Cette citation d'allure restrictive ne contredit pas mon propos.
Et Roubaud en vient à dénoncer le mépris de son époque pour la versification, à partir d'idées reçues problématiques. Précisons que l'essentiel du public actuel est encore englué dans ce mépris et ces idées reçues.
La première idée reçue est présentée sous la forme d'un syllogisme :
- Le vers n'est pas la poésie. D'où il s'ensuit que la poésie n'est pas le vers. Donc le vers est sans aucune importance.
Je commente et non Roubaud dans les lignes qui suivent. La conclusion est choquante et fausse, mais parce que l'idée que "la poésie n'est pas le vers" est inappropriée, dans la mesure où elle confond le particulier et le général. "La poésie n'est pas tout le temps le vers", serait un propos mieux conçu. Roubaud ne souligne que le "Donc" de la conclusion, ce qui semble indiquer qu'il ne voit pas le problème posé par la deuxième prémisse du syllogisme.
La deuxième idée reçue concerne le vers libre, vers libre dans sa définition devenue courante propre au vingtième siècle :
- D'ailleurs, ou bien le vers est libre et dans ce cas il ne saurait avoir de métrique, ou bien il ne l'est pas et dans ce cas ce vers est conforme à la conception ancienne du vers, au vers traditionnel dont il n'est guère nécessaire de s'occuper puisque tout en est connu depuis très longtemps.
Roubaud dénonce donc une alternative aride entre un vers sans mesure et le vers traditionnel. Il y aura évidemment quelques déclinaisons entre les deux qui vont se dégager. Toutefois, Roubaud ignore à l'évidence plusieurs questions essentielles. Les poèmes de Rimbaud "Mouvement" et "Marine" considérés comme les deux premiers exemples de vers libres modernes sont-ils sans indice de mesure ? ont-ils été correctement analysés ? Roubaud néglige aussi la définition traditionnelle de "vers libre", qui porte d'ailleurs plutôt sur le problème de conformation des strophes (lire Philippe Martinon à ce sujet). Tout comme Jean-Pierre Bobillot et la quasi-totalité des rimbaldiens, il ignore aussi que Verlaine emploie le mot "Vers Livres" à deux reprises pour désigner les vers du printemps et de l'été 1872. Enfin, il n'en dit rien ici, mais à partir du moment où le vers libre serait admis sans mesures son problème est de n'avoir de différence avec la prose que la disposition sur le papier afin de charmer le regard ou accentuer des pauses à la lecture.

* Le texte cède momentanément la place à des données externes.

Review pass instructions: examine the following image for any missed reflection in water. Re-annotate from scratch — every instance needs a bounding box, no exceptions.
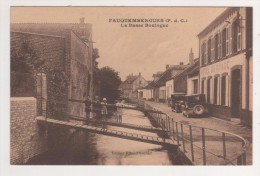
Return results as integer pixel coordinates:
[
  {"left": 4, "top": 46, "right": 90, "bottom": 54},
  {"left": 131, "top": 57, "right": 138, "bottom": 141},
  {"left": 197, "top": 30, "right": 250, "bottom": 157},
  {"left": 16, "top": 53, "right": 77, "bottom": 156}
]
[{"left": 28, "top": 109, "right": 180, "bottom": 165}]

Et évidemment, suite à ces deux idées reçues, Roubaud dénonce la troisième grande idée reçue : écrire en vers serait une activité datée et dépassée. Quelqu'un qui se veut avant-gardiste rejette le vers au point de ne jamais s'y consacrer, et ceux qui pratiquent le vers ne le font qu'en tant que nostalgiques d'un ordre des choses perdu. Ainsi, tout le monde est d'accord pour considérer l'alexandrin comme une chose ancienne, comme un "vieux".